There are many reasons why this is a good idea; aside from being a legal requirement and a moral imperative, it can bring usability and productivity improvements for all your staff and customers, not just those with impairments. Joining us this week to discuss accessibility tech, digital inclusion and the benefits that it can bring to your organisation is Robin Christopherson, head of digital inclusion at UK charity AbilityNet.
You can get in touch with AbilityNet by calling 0800 04 876 42, or emailing [email protected].
“The RNIB, the Royal National Institute for the Blind here in the UK, did some brilliant research, where they got a bunch of visually impaired people to look at a range of websites. And obviously, the sites that were accessible were easier to use for them. But the most interesting part of that research was the control group of able-bodied testers that had no disability or impairment, didn’t do anything differently about accessing websites, the sites that were accessible were also easier for them to use; they were able to complete the tasks on average 35% more quickly. So you get this 35% usability bonus. Every developer and designer, they stress about how to optimise the UI and the UX and make it a really good experience. WCAG is a shortcut to a really massive leap in usability for every single user.”
“AI is massively important. But it also has this darker side, where bots driven by machine learning are, for example, trying to submit forms. And that’s why you have the evil that is CAPTCHA having to exist, so something like Google’s ‘I’m not a robot’ tick box only works if you’re not a keyboard user, which I am. Because that region on a web page just around that tick box and message is monitored for mouse movement towards the checkbox.

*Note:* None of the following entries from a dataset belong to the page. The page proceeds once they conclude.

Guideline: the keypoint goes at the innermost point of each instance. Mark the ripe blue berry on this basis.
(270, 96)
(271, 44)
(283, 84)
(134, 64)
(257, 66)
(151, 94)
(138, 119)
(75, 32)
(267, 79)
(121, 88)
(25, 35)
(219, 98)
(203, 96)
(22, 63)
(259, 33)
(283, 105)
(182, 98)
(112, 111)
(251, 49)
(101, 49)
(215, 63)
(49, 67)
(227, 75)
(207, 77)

It doesn’t monitor mouse movement across the rest of the site, because that would be far too creepy. But around that area, Google is allowed to monitor your mouse movement towards that tick box. And if it’s sufficiently wobbly, then it’s fine.
If you tab to it and hit the spacebar, which is what I would do, then most of the time, you will get the other CAPTCHA challenge coming up, which is increasingly obscured pictures of traffic signals or whatever it might be. And the reason why that’s becoming increasingly difficult to see is because the AI is getting increasingly better at recognising those images, and successfully completing the CAPTCHA. So it’s an arms race.”